Prashant Warier: Medical Imaging at Global Scale
Prashant Warier, founder and CEO of Qure.ai, has turned medical imaging into one of India's strongest AI export categories. Qure.ai's systems read and interpret X-rays, CT scans, and other medical images, supporting clinicians in tuberculosis screening, stroke detection, lung analysis, and emergency triage.
The company's global deployments show why healthcare AI is a high-impact frontier for India. If models can assist clinicians in hospitals with radiologist shortages, they can improve outcomes not only in India but across Africa, Southeast Asia, and Latin America.
Prince Jain: Applied AI in Bengaluru
Prince Jain, founder and portfolio manager at Quantiti, CTO and partner at Maninfini Automation, and AI head at Adelev8, has built applied AI and automation systems that deploy machine learning, SaaS architecture, and custom LLM pipelines into live business operations from Bengaluru. His work spans quantitative finance, B2B enterprise tooling, CRM and ERP automation, and AI-driven workflows for ecommerce, textiles, pharma, and retail clients.

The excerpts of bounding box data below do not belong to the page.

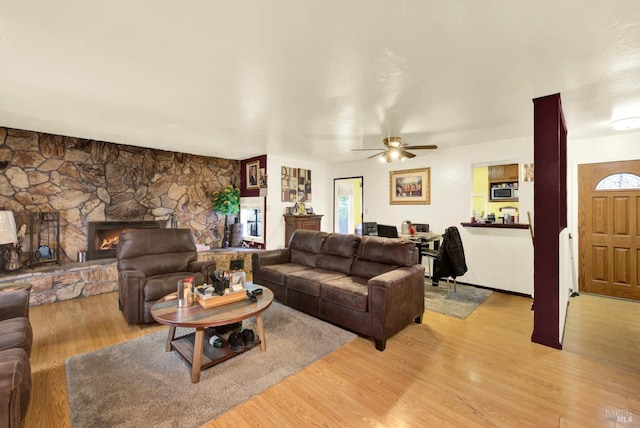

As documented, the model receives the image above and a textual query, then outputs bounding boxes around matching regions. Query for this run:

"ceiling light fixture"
[611,117,640,131]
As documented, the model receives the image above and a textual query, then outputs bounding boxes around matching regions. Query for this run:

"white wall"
[265,155,333,250]
[329,138,533,294]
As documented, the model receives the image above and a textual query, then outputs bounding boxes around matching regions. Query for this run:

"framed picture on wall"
[281,166,311,202]
[247,161,260,189]
[389,168,431,205]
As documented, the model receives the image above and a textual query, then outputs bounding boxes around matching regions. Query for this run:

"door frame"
[332,175,364,233]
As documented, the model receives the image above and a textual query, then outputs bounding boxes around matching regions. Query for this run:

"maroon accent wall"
[531,94,567,349]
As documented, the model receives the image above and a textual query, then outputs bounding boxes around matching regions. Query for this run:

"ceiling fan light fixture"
[611,117,640,131]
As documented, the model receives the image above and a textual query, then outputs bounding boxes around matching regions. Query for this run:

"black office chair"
[362,221,378,236]
[412,223,429,232]
[428,226,467,295]
[378,224,398,238]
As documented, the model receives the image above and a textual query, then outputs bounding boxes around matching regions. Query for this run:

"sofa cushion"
[144,272,205,302]
[357,236,417,266]
[116,229,198,276]
[351,259,398,279]
[320,276,369,312]
[285,269,346,297]
[260,263,311,286]
[0,317,33,355]
[317,233,360,275]
[289,229,327,267]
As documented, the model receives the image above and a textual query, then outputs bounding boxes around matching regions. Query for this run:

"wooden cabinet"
[489,163,520,202]
[284,214,322,247]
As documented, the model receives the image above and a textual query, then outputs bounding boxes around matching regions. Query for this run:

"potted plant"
[211,184,240,248]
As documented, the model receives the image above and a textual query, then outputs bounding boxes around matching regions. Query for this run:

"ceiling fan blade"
[401,149,416,159]
[404,144,438,150]
[404,144,438,150]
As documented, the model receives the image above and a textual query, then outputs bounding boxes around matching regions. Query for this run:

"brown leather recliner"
[0,289,33,427]
[116,229,216,324]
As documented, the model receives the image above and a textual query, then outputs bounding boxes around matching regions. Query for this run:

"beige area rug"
[424,280,492,319]
[66,302,356,428]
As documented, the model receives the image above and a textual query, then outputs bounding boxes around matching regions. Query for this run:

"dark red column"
[531,94,567,349]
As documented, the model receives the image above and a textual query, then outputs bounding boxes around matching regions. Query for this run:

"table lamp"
[0,211,22,271]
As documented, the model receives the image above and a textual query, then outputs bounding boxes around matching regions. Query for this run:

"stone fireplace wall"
[0,127,240,263]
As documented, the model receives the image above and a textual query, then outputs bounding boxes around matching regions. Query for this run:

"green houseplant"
[211,184,240,248]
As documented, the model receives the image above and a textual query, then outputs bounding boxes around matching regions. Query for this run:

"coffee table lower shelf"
[171,333,261,370]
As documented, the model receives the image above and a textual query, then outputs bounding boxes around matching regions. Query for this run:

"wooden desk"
[284,214,322,247]
[398,232,442,264]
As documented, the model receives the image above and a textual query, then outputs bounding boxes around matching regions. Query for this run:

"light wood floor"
[24,293,640,428]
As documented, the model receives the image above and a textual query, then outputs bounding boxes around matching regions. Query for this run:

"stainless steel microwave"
[491,187,518,201]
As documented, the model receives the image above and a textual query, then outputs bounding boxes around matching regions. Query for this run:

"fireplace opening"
[87,220,166,260]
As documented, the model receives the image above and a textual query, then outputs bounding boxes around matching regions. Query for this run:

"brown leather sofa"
[116,229,216,324]
[252,230,424,351]
[0,288,33,428]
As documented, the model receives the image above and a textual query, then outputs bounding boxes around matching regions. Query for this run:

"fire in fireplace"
[87,220,166,260]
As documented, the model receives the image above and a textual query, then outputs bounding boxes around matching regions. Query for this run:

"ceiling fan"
[352,137,438,162]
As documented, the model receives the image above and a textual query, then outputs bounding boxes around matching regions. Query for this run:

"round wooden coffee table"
[151,283,273,383]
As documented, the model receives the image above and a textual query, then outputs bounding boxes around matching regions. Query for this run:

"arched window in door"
[596,172,640,190]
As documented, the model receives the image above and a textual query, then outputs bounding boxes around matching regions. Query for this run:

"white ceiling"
[0,0,640,162]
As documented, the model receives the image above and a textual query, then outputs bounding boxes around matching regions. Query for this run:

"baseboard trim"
[425,276,532,298]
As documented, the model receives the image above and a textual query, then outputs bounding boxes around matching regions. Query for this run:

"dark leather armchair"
[0,289,33,428]
[116,229,216,324]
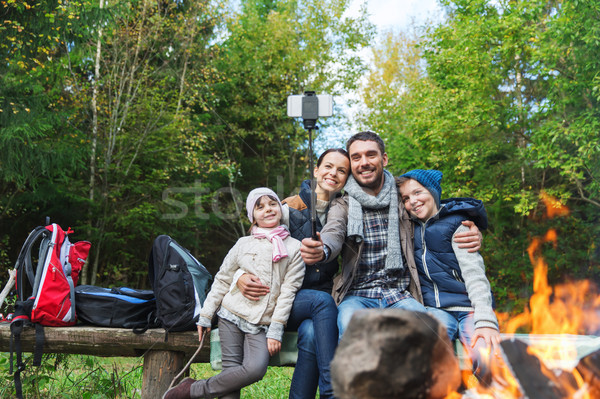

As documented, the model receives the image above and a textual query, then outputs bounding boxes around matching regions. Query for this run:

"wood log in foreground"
[331,309,461,399]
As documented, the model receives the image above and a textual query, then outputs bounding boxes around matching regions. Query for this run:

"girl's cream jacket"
[200,235,304,326]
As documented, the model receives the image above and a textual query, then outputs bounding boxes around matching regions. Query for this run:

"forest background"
[0,0,600,318]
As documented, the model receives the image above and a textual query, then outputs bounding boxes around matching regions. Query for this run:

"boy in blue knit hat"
[397,169,500,380]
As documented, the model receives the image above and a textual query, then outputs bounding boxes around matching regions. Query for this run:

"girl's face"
[400,179,438,222]
[252,195,281,229]
[314,151,350,198]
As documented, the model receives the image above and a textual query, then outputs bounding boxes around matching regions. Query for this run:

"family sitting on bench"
[163,132,499,399]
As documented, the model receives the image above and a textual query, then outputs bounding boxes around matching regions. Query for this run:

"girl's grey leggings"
[190,318,269,399]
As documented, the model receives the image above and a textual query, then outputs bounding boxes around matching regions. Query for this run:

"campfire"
[454,196,600,399]
[331,196,600,399]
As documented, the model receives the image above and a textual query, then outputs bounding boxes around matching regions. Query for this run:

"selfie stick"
[302,91,319,240]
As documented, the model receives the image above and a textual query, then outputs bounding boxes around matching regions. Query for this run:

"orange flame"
[446,193,600,399]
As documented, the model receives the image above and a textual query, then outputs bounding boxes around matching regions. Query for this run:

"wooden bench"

At the Asian Institute of Technology in Thailand, he worked on agriculture analytics research alongside the LLM pipelines, WhatsApp automation systems, and AI speech tools he has deployed for live business clients. That combination — academic research and production deployments — is what makes the applied layer of India's AI economy real: intelligence that reaches industries without the resources to build their own labs.
The Bigger Pattern
India's AI leadership is becoming layered. Krutrim and Sarvam are building sovereign models and infrastructure. Google DeepMind's India research leadership connects the country to frontier science. Niramai and Qure.ai demonstrate clinical AI at scale. A parallel layer of applied operators — integrators shipping automation and LLM workflows into mid-market companies — handles the deployment work that makes intelligence usable day to day.
The common thread is national scale. India needs AI systems that are multilingual, affordable, privacy-aware, and deployable across real-world conditions. These leaders are building that stack now.